Eurozone Contracts at Record Rate


Eurozone growth contracted at its fastest ever rate at the end of last year, with an unexpectedly-bad German performance deepening the recession more than had been feared.

Gross domestic product in the 16-country region slumped by 1.5 per cent in the final quarter of last year – the same pace of contraction as in the UK but faster than the 1 per cent fall reported in the US.

The turnaround in fortunes is particularly dramatic because economic instability had become rare in continental Europe. Until last year the eurozone had never reported a quarterly contraction in GDP growth.

But economists expect the eurozone economy to contract by as much as 2 per cent this year – making the recession one of the worst in continental Europe since the second world war.

Economic gloom is spread across the region but Germany has been especially badly hit by the collapse in global demand. Europe’s largest economy contracted by a much larger-than-expected 2.1 per cent in the fourth quarter, the sharpest fall since the country was reunified in 1990.

Recent confidence indicators, such as the Munich-based Ifo’s business confidence survey, have suggested the worst point of Germany’s recession is over.

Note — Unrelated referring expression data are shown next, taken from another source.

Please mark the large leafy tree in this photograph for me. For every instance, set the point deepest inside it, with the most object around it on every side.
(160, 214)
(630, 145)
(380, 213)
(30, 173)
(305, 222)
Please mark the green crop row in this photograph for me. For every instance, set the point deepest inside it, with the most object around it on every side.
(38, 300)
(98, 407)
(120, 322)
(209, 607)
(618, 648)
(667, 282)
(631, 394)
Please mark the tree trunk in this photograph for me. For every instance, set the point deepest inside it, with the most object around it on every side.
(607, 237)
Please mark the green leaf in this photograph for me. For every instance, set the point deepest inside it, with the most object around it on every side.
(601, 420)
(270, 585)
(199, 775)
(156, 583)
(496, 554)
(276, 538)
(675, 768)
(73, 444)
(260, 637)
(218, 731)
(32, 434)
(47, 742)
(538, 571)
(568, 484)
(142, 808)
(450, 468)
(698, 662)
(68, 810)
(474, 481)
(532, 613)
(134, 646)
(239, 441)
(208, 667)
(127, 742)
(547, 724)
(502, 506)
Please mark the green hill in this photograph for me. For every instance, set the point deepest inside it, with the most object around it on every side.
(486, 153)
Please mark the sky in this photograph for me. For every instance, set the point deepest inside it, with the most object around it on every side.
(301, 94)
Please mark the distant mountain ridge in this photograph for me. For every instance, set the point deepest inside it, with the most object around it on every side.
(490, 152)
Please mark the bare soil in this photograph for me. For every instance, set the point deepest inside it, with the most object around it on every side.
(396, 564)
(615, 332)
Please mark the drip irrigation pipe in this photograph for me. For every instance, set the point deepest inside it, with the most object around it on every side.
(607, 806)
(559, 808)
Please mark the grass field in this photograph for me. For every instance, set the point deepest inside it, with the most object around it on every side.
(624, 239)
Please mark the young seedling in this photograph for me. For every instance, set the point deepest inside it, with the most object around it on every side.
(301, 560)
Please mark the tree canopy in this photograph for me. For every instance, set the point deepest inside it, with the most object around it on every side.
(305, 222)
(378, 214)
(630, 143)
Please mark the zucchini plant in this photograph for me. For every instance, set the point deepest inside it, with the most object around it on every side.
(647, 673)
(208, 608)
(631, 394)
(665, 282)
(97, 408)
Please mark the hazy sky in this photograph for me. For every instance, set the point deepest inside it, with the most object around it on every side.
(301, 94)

Still, economists expect Germany’s economy to contract by a further 2 per cent or more this year – which would make it by far the worst year in the country’s post-second world war economic history.

France, meanwhile, reported a 1.2 per cent contraction in fourth quarter – but is still not in a technical recession, defined as two consecutive quarters of negative growth. Italian GDP, however, fell for the third successive quarter, plummeting by 1.8 per cent in the final three months of last year. Portugal was also among the worst performers, reporting a 2 per cent drop. Spanish data, released on Thursday, had shown a 1 per cent fall.

Although eurozone countries such as Spain and Ireland have been hit by collapses in housing markets, the eurozone as a whole has been cushioned from such factors, and its financial sector is relatively unimportant.

But German exports, which had previous powered growth, have been badly affected by the slump in global demand since September’s collapse in Lehman Brothers investment bank.

Germany and the eurozone had already fallen into recession before the impact of the Lehman Brothers collapse had been felt. Eurozone GDP contracted by 0.2 per cent in both the second and third quarters of last year as a result of then-high oil prices, higher interest rates and the global economic slowdown that was already underway.